Why Healthcare Models Have to Explain Themselves
Usman Ghani · January 18, 2026 · 2 min read
Healthcare · Machine Learning · Ethics
In late 2023 I co-authored a paper at ACIT on explainable AI for healthcare. The premise was simple: medical models keep posting state-of-the-art accuracy numbers on benchmark datasets, and adoption is still glacial. Why?
The short answer: clinicians are not allowed to trust black boxes, and they shouldn't be.
What "explainable" actually has to mean
In a tech-Twitter sense, "explainability" usually means a heatmap. The model classified this chest X-ray as pneumonia; here's a Grad-CAM showing which pixels mattered. Useful, but insufficient. A clinician needs three things from an explanation:
- Locality — what specifically in this image (or this patient's history) drove the call?
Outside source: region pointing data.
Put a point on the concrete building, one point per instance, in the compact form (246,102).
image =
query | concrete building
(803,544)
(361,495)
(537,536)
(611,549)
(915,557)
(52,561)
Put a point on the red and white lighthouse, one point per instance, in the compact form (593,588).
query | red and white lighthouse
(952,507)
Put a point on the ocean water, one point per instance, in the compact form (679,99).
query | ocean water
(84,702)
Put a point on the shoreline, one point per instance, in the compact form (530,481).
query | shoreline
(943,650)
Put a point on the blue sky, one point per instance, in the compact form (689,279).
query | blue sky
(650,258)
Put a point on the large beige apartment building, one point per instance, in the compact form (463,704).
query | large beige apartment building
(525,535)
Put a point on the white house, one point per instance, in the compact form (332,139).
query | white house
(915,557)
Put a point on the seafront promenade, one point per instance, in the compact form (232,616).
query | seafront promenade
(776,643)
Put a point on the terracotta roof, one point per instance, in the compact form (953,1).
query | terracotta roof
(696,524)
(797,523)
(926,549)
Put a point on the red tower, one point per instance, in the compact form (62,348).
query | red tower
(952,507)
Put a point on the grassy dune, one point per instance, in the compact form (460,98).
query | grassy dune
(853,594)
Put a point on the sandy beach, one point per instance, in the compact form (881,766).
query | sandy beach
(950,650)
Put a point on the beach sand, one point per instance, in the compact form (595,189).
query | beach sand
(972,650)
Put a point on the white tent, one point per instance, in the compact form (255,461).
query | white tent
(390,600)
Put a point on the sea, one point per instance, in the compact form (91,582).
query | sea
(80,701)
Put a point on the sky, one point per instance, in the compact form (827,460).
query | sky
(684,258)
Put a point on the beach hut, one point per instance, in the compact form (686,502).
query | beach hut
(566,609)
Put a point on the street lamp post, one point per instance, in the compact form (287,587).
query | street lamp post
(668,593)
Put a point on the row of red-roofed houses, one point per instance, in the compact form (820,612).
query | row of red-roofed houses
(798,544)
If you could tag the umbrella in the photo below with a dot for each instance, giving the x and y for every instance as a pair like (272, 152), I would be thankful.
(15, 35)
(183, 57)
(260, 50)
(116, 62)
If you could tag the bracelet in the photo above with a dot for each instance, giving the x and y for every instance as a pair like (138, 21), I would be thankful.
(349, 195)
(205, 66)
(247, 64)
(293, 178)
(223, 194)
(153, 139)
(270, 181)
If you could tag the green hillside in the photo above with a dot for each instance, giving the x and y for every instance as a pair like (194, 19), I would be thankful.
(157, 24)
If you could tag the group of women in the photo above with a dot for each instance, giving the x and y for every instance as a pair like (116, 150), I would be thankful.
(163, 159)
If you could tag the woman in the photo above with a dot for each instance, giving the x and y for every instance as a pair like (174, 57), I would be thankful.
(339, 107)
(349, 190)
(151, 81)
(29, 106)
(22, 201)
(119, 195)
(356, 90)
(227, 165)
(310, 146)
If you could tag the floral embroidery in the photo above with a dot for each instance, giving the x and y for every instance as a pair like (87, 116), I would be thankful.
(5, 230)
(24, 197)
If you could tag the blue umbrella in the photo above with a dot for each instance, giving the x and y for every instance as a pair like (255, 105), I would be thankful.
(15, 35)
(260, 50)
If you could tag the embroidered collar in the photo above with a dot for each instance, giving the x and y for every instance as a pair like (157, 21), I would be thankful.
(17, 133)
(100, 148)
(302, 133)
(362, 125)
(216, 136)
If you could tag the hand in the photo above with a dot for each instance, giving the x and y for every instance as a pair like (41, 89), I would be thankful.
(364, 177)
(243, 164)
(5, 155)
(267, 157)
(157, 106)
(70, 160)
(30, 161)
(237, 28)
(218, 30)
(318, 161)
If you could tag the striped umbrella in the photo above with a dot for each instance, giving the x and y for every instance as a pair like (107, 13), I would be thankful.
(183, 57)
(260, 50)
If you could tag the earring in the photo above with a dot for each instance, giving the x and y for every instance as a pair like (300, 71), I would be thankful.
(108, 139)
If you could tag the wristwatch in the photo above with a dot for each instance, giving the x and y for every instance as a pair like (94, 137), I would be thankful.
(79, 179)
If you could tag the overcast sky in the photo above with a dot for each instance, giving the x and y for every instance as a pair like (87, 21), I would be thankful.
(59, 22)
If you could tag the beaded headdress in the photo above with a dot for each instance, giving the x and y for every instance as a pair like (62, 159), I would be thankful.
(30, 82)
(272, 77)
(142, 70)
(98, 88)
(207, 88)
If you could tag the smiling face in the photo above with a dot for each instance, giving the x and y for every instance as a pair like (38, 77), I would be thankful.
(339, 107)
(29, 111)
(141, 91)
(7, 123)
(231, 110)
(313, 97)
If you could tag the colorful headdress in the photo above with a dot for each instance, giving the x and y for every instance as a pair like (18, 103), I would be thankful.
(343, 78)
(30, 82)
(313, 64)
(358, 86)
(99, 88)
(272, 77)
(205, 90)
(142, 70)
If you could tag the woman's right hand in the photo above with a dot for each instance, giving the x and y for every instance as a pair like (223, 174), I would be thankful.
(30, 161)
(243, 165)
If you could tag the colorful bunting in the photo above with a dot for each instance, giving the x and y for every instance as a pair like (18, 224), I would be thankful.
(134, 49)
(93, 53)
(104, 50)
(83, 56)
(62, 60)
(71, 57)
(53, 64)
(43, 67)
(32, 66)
- Generality — does the feature the model is using correspond to something pathophysiologically meaningful, or is it leaking from artifacts (scanner type, patient positioning, scan-room demographics)?
- Counterfactuals — what would have to change for the prediction to flip?
A heatmap gives you (1). It doesn't give you (2) or (3). And without (2) and (3), the explanation is decorative.
The accuracy–interpretability frontier isn't fixed
A common framing is that there's an unavoidable trade-off: linear models are interpretable but weak; deep nets are accurate but opaque; pick your poison.
In practice, the frontier is much more flexible than that:
- Sparse, monotonic gradient-boosted trees can match deep nets on tabular medical data while remaining inspectable per-feature.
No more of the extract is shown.